Die von einem solchen System erzeugten Daten würden helfen, grundlegende Fragen über das Universum zu beantworten - zum Beispiel, wie es in den ersten Augenblicken nach dem Urknall war.



Nicht nur 4G



Die NASA arbeitet nicht nur mit Nokia zusammen. Insgesamt sind 14 verschiedene Unternehmen an dem Projekt beteiligt, um Menschen zum Mond zurückzubringen. Wenn alles klappt, sollten die Astronauten in 4 Jahren zum Erdsatelliten zurückkehren. Und dann beginnt die Erforschung des Mondes, einschließlich der Verlegung von Mitteilungen. Je mehr Ausrüstung und Menschen auf dem Mond sind, desto schlimmer für Radioastronomen.





Ein weiteres Problem ist die optische Beobachtung. Nachdem die Starlink-Satelliten von Elon Musk in Dutzenden von Teilen in die Umlaufbahn kamen, wurden sie mit bloßem Auge von der Erde aus sichtbar. Astronomen erklärten sofort, wenn die Anzahl der Satelliten mehrere Hundert überschreitet, würden sie die Untersuchung des Weltraums von der Erde mit optischen Teleskopen stören.



Wenn es ungefähr 10.000 Satelliten gibt, wie Musk dies plant, wird die Arbeit der Astronomen gestört. Die Untersuchung der Auswirkung von Fahrzeugen auf visuelle Beobachtungen ist noch nicht abgeschlossen, aber Musk hat versprochen, die Satelliten dunkel zu machen .

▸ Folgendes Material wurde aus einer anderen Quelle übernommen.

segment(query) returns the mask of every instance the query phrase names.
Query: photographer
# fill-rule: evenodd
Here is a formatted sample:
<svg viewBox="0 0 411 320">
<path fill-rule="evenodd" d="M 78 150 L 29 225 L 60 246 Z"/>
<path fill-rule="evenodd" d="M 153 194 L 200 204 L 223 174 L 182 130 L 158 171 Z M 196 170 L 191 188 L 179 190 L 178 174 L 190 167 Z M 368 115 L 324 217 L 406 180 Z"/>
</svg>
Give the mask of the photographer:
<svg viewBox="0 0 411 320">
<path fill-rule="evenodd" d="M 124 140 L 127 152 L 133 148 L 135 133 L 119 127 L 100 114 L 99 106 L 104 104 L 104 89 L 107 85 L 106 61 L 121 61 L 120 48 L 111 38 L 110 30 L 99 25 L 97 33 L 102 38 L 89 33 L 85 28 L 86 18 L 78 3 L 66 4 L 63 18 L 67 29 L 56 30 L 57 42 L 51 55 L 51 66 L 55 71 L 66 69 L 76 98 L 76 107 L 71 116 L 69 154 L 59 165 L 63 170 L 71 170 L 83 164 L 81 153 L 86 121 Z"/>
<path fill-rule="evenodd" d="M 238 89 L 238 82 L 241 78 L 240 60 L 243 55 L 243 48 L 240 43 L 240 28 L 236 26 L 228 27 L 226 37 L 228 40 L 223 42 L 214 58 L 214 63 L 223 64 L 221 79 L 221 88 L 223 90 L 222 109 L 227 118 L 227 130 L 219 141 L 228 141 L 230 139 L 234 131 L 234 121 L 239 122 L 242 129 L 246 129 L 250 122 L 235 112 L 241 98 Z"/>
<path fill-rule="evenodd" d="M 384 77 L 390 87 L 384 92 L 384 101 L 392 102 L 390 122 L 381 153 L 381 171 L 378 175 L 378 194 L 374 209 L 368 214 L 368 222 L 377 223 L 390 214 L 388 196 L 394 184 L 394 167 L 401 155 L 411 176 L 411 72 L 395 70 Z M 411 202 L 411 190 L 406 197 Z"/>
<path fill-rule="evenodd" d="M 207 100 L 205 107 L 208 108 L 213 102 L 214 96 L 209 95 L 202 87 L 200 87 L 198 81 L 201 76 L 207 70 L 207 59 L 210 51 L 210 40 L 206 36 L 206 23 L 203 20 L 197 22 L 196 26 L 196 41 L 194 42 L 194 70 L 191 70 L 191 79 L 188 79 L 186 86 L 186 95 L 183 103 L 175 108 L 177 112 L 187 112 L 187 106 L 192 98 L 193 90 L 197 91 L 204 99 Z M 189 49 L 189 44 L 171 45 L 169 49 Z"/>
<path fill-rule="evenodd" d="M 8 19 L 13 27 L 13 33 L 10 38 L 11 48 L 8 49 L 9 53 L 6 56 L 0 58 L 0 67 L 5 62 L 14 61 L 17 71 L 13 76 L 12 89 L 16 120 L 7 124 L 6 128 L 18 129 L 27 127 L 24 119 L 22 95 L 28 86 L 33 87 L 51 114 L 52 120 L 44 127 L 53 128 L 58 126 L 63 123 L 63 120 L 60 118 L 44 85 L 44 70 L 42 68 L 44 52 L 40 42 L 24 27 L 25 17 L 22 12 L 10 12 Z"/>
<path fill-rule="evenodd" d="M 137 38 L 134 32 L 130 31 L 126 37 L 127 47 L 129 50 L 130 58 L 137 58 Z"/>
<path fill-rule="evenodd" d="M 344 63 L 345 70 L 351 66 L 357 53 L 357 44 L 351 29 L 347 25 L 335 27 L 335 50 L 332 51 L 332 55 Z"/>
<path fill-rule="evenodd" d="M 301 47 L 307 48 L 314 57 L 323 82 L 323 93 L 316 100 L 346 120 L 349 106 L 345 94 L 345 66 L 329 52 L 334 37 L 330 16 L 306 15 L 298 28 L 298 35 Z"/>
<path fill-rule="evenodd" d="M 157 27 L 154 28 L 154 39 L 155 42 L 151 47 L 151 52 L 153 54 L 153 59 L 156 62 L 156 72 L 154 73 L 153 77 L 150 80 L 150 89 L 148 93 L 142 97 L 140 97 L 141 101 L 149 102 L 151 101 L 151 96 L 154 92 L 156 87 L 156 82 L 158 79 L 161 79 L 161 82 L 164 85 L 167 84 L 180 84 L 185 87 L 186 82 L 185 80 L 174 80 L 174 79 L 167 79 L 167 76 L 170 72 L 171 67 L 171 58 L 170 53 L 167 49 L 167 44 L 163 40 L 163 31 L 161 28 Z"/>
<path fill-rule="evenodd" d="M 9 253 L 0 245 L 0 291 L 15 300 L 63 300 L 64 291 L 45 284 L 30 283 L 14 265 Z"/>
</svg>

Da es sich um Funkkommunikationssatelliten handelt, verursachen sie außerdem Interferenzen und sind viel leistungsfähiger als alle auf dem Mond installierten Sender. So stark, dass die SKA-Organisation, die ein Netzwerk von Radioteleskopen der nächsten Generation aufbaut, jetzt die möglichen Auswirkungen aller oben genannten Faktoren auf den Betrieb von Radioastronomen untersucht. Es wird angezeigt, dass das SKA-Netzwerk 70% weniger empfindlich wird, nachdem sich alle Starlink-Satelliten im Orbit befinden.



Was ist der Ausweg? Es ist unwahrscheinlich, dass es Raum gibt, der Raum wird allmählich entwickelt, und trotz der Bedeutung der Arbeit von Radioastronomen werden Regierungsbehörden und Handelsunternehmen immer mehr Funksignalquellen installieren und starten. Daher müssen Wissenschaftler Methoden entwickeln, um den Einfluss von Interferenzen auf die Ergebnisse von Beobachtungen zu verringern - es scheint keinen anderen Weg zu geben.